Question / Help Framerate is inversely proportionate to performance

stebbinsd

Member
Ok, through a series of posts on other message boards, I finally managed to figure out how to record video game footage.

But there's just one problem: The higher I push the framerate, the choppier the playback footage is!

For example, my game runs at 60fps. Even while I'm recording, it's still at 60fps. So I highly doubt it's my computer, because if it were, how come the game still runs normally?

But if I tell OBS to record at 60fps, then just the slightest movement from my character causes the recording to freeze up. When my character has finished moving, then it picks back up.

But here's the weird part: I actually get BETTER performance if I LOWER the framerate at which I record, I actually get less choppiness. When recording at 30fps, the footage will get choppy if my character makes any sudden movements (such as turning around fast to face an enemy that's behind him). But if he's just walking down a corridor or fighting a single enemy one-on-one, the footage of that fight works just fine.

But if I reduce it even further, down to 20fps, then the footage is kind of choppy. But at least it stays consistent. If I'm at 20fps, it doesn't go down to about 1 or 2fps, now matter what kind of sudden, jerkish movements I make in game.

How do I get it to record ... smoothly ... at 60fps?
 

moriz1

Member
maybe your hard drive speed isn't fast enough.

scenes with movement require more data to encode, which might explain why a mostly static scene records fine, while anything with movement will cause your recording to freeze, because your hard drive can't keep up anymore.

turning up the recording framerate also means more data per second, which also needs faster hard drives.
 

stebbinsd

Member
I use a sata cable. It's 6.0Gb/s. Is that fast enough?

To be fair, I'm currently using my secondary hard drive to save my encoding files. It's the "E" drive, not the C drive, and the reason I do that is because, if I need to do a clean install, I can simply unplug the sata port from the back of my secondary hard drive; no need to "back up" the files.

I do notice that the E drive is slightly slower in pulling up word documents and the like.
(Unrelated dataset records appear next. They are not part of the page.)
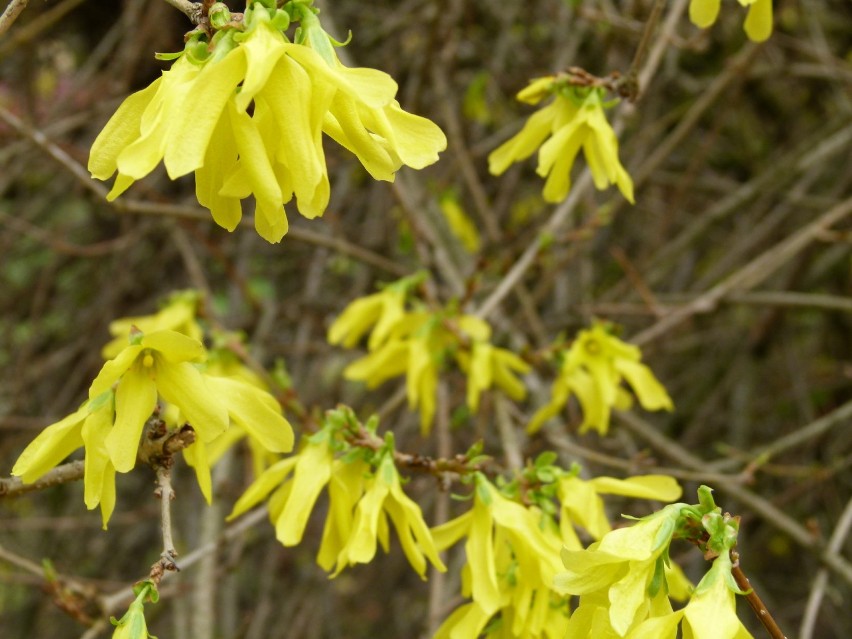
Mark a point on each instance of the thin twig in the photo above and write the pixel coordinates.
(756, 603)
(771, 513)
(835, 544)
(164, 491)
(750, 275)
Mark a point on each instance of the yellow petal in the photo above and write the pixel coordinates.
(199, 113)
(524, 143)
(121, 130)
(94, 432)
(659, 487)
(113, 370)
(50, 447)
(703, 13)
(256, 411)
(271, 478)
(652, 395)
(758, 24)
(174, 347)
(312, 473)
(182, 385)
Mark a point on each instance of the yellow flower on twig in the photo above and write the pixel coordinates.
(246, 112)
(758, 23)
(574, 121)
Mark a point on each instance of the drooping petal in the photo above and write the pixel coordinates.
(135, 399)
(271, 479)
(524, 143)
(174, 347)
(50, 447)
(256, 411)
(121, 130)
(200, 111)
(112, 371)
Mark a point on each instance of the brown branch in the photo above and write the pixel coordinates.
(72, 471)
(755, 602)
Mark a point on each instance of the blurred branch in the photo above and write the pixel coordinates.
(752, 274)
(835, 544)
(771, 513)
(71, 471)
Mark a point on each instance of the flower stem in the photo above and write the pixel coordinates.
(757, 604)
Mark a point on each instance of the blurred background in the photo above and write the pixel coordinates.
(736, 150)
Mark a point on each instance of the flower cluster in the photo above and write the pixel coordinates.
(513, 544)
(592, 369)
(416, 342)
(364, 488)
(157, 374)
(758, 23)
(625, 587)
(246, 110)
(574, 120)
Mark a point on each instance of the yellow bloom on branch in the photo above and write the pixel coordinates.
(246, 113)
(758, 23)
(574, 121)
(593, 370)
Do most computers have a C drive that's faster than the E drive?
 

Sodak

Member
I have the same problem if i record with obs on win 10 with nvenc on 60fps my fps goes down to 30-50fps and its not smooth. its a OBS sided problem i think .

Which OS ure using?
 

VanDuits

Member
If C: is not a SSD, then you are right to use your secondary drive. if the speeds are good enough of course.
What are your settings in OBS?
 
as i said no log no cookies
what are you even talkng about? even if he records with 50k bitrae its barely 6,25 MB/s. any usb2.0 hdd or old pata hdd should make it. only thing that may affect it is disabled write cache in drive properities in device manager and thats quite unlikely also
 

stebbinsd

Member
as i said no log no cookies
what are you even talkng about? even if he records with 50k bitrae its barely 6,25 MB/s. any usb2.0 hdd or old pata hdd should make it. only thing that may affect it is disabled write cache in drive properities in device manager and thats quite unlikely also
Uuuuh ... hablar en ingles, por favor.

Seriously, would you mind just simply telling me what I need to do?
 

MeTheRebel

New Member
No one can assist you if you don't provide any information.
Just upload an OBS log so people can help you.